In a specific implementation, the specific working principle and working flow of the flow chart analysis device 50 in the document may refer to the description in the flow chart analysis method in the document provided in the above embodiment of the present invention, and will not be repeated here.
The embodiment of the invention also provides a computing device, which comprises a memory and a processor, wherein the memory stores a computer program capable of running on the processor, and the processor executes the steps in the analysis method of the flow chart in the file provided by any embodiment of the invention when running the computer program.
The embodiment of the invention also provides a computer readable storage medium, which is a non-volatile storage medium or a non-transient storage medium, and a computer program is stored on the computer readable storage medium, and the computer program is executed by a processor to execute the steps in the method for analyzing the flow chart in the file provided by any embodiment of the invention.
Those of ordinary skill in the art will appreciate that all or a portion of the steps in the various methods of the above embodiments may be implemented by a program to instruct related hardware, the program may be stored in any computer readable storage medium, and the storage medium may include: ROM, RAM, magnetic or optical disks, etc.
Although the present invention is disclosed above, the present invention is not limited thereto.
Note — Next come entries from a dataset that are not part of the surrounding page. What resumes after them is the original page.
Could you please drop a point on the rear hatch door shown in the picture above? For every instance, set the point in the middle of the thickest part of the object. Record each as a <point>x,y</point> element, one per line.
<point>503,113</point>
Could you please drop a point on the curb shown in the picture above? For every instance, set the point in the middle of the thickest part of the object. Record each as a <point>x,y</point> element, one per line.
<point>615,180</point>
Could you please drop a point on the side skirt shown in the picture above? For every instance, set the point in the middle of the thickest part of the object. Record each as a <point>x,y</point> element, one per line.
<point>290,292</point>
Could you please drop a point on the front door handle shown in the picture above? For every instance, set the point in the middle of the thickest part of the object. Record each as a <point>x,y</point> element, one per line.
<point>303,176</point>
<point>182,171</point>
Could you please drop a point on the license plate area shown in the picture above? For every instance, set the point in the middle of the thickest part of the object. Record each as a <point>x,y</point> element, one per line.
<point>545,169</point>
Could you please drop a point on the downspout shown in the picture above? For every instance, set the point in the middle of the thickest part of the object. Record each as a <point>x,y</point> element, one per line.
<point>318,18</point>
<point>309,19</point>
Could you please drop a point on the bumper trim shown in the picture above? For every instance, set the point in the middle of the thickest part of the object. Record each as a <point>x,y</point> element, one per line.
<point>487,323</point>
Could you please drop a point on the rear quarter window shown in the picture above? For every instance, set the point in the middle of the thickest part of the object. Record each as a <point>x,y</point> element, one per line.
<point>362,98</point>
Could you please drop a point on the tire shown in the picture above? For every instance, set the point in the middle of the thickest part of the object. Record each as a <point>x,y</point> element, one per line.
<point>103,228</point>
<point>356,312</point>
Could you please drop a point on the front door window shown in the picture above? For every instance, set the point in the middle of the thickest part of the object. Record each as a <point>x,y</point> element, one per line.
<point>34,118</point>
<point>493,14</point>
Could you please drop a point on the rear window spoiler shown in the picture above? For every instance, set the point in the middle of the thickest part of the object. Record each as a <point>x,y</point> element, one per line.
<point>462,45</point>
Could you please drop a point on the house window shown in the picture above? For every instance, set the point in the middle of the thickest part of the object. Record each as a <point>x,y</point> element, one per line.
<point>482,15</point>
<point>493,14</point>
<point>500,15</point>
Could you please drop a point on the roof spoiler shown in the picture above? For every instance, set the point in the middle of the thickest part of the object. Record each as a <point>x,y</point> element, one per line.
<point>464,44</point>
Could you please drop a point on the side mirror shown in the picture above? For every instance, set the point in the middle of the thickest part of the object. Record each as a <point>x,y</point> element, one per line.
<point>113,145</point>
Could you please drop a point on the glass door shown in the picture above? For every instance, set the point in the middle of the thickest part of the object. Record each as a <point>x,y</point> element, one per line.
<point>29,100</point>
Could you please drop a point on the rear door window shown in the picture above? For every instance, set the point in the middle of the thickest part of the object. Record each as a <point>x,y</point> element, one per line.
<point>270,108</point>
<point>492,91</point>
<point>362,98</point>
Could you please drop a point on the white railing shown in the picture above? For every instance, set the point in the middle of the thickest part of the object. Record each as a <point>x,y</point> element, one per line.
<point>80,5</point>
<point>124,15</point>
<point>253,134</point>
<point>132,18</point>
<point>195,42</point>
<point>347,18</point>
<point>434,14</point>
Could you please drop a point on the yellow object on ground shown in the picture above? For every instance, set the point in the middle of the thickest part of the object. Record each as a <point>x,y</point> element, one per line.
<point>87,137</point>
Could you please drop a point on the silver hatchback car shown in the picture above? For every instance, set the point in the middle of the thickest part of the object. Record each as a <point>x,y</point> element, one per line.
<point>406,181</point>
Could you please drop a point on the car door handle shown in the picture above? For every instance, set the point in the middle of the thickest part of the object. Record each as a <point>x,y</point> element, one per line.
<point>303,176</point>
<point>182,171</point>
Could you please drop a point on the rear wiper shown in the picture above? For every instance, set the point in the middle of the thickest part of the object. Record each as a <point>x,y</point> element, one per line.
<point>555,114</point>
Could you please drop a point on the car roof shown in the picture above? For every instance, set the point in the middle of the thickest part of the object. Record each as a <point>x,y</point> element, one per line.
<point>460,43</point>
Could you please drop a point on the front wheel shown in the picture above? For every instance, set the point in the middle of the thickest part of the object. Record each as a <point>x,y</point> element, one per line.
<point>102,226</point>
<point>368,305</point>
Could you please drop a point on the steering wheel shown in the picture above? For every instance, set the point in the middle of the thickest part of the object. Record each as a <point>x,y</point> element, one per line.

Various changes and modifications may be made by one skilled in the art without departing from the spirit and scope of the invention, and the scope of the invention should be assessed accordingly to that of the appended claims.

Claims (21)

1. A method of flow chart analysis in a document, comprising:
analyzing each page of the file to be analyzed, and obtaining all elements in each page and attribute information of each element, wherein the elements comprise: text, lines, and arrow images;
Determining the position of each arrow image according to the attribute information of the arrow image, wherein the attribute information of the arrow image comprises the position information of the arrow image;
determining the position of a connecting line according to the position of the arrow image and the attribute information of the line, wherein the connecting line is a line with an arrow, and the connecting line is used for marking the execution sequence among all nodes;
determining a node corresponding to the starting end and a node corresponding to the pointing end of each connecting line according to the attribute information of the text, the position of the starting end and the position of the pointing end of each connecting line, wherein the starting end refers to one end of the connecting line without an arrow, and the pointing end refers to one end of the connecting line with an arrow;
and determining the execution sequence of each node of the flow chart in the file to be analyzed according to the node corresponding to the starting end and the node corresponding to the pointing end of each connecting line.
2. The method for analyzing a flowchart in a document according to claim 1, wherein determining the position of the connecting line based on the position of the arrow image and the attribute information of the line comprises:
determining the positions of two ends of the line according to the attribute information of the line;
And in a preset area range taking the position of the arrow image as the center, acquiring a line with one end positioned in the preset area range and matched with the arrow image, and combining the arrow image and the line matched with the arrow image into the connecting line.
3. The method for analyzing a flowchart in a document according to claim 1, wherein determining a node corresponding to a start end of each connecting line according to the attribute information of the text and the position of the start end of each connecting line comprises:
and if the initial end of the connecting line corresponds to the text within the preset area range of the position of the initial end of the connecting line, determining a node corresponding to the initial end of the connecting line according to the text corresponding to the initial end of the connecting line.
4. A method for analyzing a flowchart in a document according to claim 3, wherein determining a node corresponding to the start end of the connection line according to the text corresponding to the start end of the connection line comprises:
obtaining the position of each text stream and the line spacing between the text streams in the text according to the attribute information of the text;
and determining one or more text streams corresponding to the initial end of the connecting line according to the positions of the text streams and the line spacing between the text streams, wherein the one or more text streams corresponding to the initial end of the connecting line are nodes corresponding to the initial end of the connecting line.
5. The method for analyzing a flowchart in a document according to claim 1, wherein determining a node corresponding to a start end of each connecting line according to the attribute information of the text and the position of the start end of each connecting line comprises:
and in a preset area range of the position of the starting end of the connecting line, if the starting end of the connecting line corresponds to a line, acquiring a text in a range spanned by the line corresponding to the starting end of the connecting line, and determining a node corresponding to the starting end of the connecting line according to the text in the range spanned by the line corresponding to the starting end of the connecting line.
6. The method for analyzing a flowchart in a document according to claim 5, wherein the obtaining text within a range spanned by a line corresponding to a start end of the connection line, and determining a node corresponding to the start end of the connection line according to the text within the range spanned by the line corresponding to the start end of the connection line, includes at least one of:
if the line corresponding to the starting end of the connecting line spans a range corresponding to the text, determining a node corresponding to the starting end of the connecting line according to the text corresponding to the range spanned by the line corresponding to the starting end of the connecting line;
And if the line corresponding to the starting end of the connecting line corresponds to other connecting lines in the crossing range, acquiring nodes corresponding to the other connecting lines respectively, and taking the nodes corresponding to the other connecting lines respectively as the nodes corresponding to the starting end of the connecting line.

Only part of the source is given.